Okay, i have a 4ft strip light and a generic plastic lid from my LFS they don't match though, so theres about a 2" part all along the back top of the tank. I don't really know if it's really contributing to the evaporation but recently i've been worrying about them jumping? 
Should i be worrying? Are africans jumpers? Right now the tank is mixed malawis but it's soon to be strictly mbuna.


----------



## Andy Somnifac (Jun 1, 2005)

Water evaporates. If left long enough the tank will go dry completely. Humidity in the area you live will alter the rate at which it evaporates, but it will evaporate. The lid will help reduce it, but you will need to top off, or do water changes more frequently.


----------



## DJRansome (Oct 29, 2005)

Dominateprimate said:


> Should i be worrying? Are africans jumpers? Right now the tank is mixed malawis but it's soon to be strictly mbuna.


Yes, worry. :thumb:


----------



## jd lover (Mar 11, 2011)

all fish jumps

if the water evaperates to the point where you need to "top it off" youre not doin enough water changes.

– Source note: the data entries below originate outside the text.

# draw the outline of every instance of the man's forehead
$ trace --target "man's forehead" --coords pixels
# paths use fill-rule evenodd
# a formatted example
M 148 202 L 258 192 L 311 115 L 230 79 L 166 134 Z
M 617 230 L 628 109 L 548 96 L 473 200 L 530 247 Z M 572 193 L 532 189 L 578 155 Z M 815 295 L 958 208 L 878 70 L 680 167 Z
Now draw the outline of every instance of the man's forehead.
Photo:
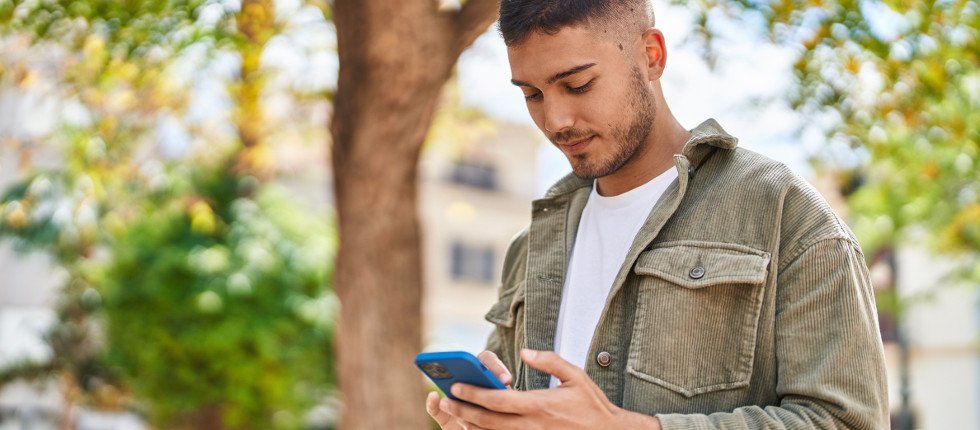
M 535 32 L 522 43 L 507 47 L 511 78 L 541 81 L 583 65 L 599 66 L 615 47 L 590 37 L 587 30 L 566 27 L 555 34 Z

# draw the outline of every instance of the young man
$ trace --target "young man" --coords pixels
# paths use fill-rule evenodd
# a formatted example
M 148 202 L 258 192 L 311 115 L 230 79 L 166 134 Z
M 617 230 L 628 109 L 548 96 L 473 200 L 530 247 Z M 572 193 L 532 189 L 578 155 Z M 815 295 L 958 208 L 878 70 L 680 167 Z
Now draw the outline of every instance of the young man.
M 863 255 L 786 167 L 659 79 L 645 0 L 504 0 L 513 83 L 573 175 L 508 251 L 481 360 L 511 390 L 457 384 L 444 429 L 888 426 Z M 479 406 L 474 406 L 479 405 Z

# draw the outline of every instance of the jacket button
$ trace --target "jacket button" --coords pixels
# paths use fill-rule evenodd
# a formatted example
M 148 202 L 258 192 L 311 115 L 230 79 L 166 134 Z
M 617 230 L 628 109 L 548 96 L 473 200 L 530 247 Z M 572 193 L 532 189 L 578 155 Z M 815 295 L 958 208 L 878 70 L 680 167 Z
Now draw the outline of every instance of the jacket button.
M 595 357 L 595 361 L 602 367 L 608 367 L 609 363 L 612 363 L 612 354 L 602 351 Z

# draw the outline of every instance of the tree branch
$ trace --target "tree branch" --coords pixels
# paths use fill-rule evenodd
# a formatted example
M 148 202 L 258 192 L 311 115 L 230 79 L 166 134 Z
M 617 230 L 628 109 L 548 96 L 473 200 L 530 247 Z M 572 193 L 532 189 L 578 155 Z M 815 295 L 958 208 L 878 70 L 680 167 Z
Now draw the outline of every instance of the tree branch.
M 453 20 L 455 54 L 463 52 L 497 19 L 499 0 L 467 0 Z

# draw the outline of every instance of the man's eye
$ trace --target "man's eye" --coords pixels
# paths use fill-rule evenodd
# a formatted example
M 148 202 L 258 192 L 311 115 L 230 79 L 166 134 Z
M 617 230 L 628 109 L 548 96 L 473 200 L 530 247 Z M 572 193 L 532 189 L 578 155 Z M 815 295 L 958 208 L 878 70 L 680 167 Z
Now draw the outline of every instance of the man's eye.
M 589 82 L 586 82 L 585 85 L 582 85 L 580 87 L 568 87 L 568 91 L 570 91 L 572 93 L 575 93 L 575 94 L 582 94 L 582 93 L 588 91 L 589 88 L 592 88 L 592 84 L 594 82 L 595 82 L 595 79 L 593 79 L 593 80 L 591 80 Z

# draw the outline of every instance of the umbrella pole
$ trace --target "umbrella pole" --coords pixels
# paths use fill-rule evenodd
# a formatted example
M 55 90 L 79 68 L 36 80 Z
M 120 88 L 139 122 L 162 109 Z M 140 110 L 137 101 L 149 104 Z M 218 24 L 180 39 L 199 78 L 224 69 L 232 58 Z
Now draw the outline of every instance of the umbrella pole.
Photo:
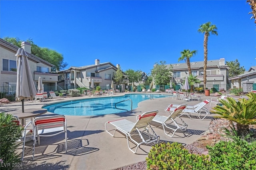
M 24 99 L 21 100 L 21 103 L 22 104 L 22 113 L 24 113 Z

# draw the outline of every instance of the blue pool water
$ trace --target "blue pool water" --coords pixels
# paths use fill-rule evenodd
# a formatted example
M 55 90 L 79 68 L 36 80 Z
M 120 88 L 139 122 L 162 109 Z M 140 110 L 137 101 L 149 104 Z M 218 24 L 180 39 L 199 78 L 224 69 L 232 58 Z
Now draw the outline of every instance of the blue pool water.
M 154 98 L 170 97 L 169 95 L 150 94 Z M 43 108 L 48 111 L 65 115 L 94 115 L 116 113 L 126 111 L 126 110 L 116 109 L 116 103 L 130 99 L 132 101 L 132 109 L 138 107 L 138 104 L 146 100 L 150 100 L 147 94 L 129 94 L 118 97 L 86 99 L 76 100 L 48 105 Z M 131 110 L 131 101 L 128 100 L 117 104 L 116 107 L 122 109 Z

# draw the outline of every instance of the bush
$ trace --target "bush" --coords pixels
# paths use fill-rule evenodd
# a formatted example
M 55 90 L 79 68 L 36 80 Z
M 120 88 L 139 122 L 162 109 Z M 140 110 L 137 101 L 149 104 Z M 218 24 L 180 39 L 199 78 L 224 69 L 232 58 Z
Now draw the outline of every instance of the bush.
M 243 92 L 243 89 L 242 88 L 232 88 L 230 90 L 230 93 L 234 94 L 240 94 Z
M 77 89 L 69 89 L 68 90 L 68 94 L 72 97 L 76 97 L 80 96 L 80 90 Z
M 153 147 L 146 158 L 148 169 L 211 170 L 209 156 L 190 154 L 181 144 L 161 143 Z
M 20 158 L 16 151 L 19 144 L 16 141 L 20 138 L 22 130 L 22 127 L 14 121 L 12 115 L 0 113 L 0 159 L 2 161 L 1 170 L 13 169 L 14 167 L 4 167 L 4 164 L 11 166 L 20 162 Z
M 221 141 L 206 147 L 213 169 L 256 169 L 256 143 L 240 139 L 236 142 Z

also how long do you let your lights run? it does contribute but not that much


----------



## Aulonocara_Freak (May 19, 2011)

jd lover said:


> if the water evaperates to the point where you need to "top it off" youre not doin enough water changes.


I have to agree to disagree on this one, I do weekly 30% or more water change's and I do need to top my tank's off, (but I don't). 

Saying that "your not doing enough water change's" isn't for sure as many factor's play a role in the evaporation process.


----------



## Dominateprimate (Aug 27, 2011)

i'm doing 20% water changes every 2 weeks! is this too seldom a water change??? and also what could i put across the 2 n strip spanning the entire back of the tank?


----------



## Aulonocara_Freak (May 19, 2011)

You should be doing 30% or more PWC's each week. I do about 50% each week on all my tank's. As for the strip, get a piece of plywood cut, get some foam and cut it, etc.


----------



## BelieveInBlue (Jul 17, 2011)

jd lover said:


> all fish jumps
> 
> if the water evaperates to the point where you need to "top it off" youre not doin enough water changes.
> 
> also how long do you let your lights run? it does contribute but not that much


Well I have an open top tank, so I have to top up daily >.>

And how much water u change really depends on your stocking level; no point changing 50% water a week for a 75g that's only got some tetras and cory cats. I do about 40% a week for a fully stocked 50L.


----------



## pookie! (Sep 23, 2011)

Aulonocara_Freak said:


> jd lover said:
> 
> 
> > if the water evaperates to the point where you need to "top it off" youre not doin enough water changes.
> ...


This is true. In my tanks I do my 50% weekly water changes and never have it get low enough for a top off, and I live in Arizona, dry as a mofo out here.

IMO if your going to get a jug and top off the tank, why not just do a quick vac, doesnt have to be 50% (unless its overstocked).. better for you, and the fish.

Also for the back opening, why dont you measure out the top area of the tank and go get a lid that fits, and if there is still a little area thats your worried about being open, get some tape or cut a piece of plastic and tape it over the area your worried about.
I filled the whole back opening of my tank with filters lol so there is no way anything is jumping out.


----------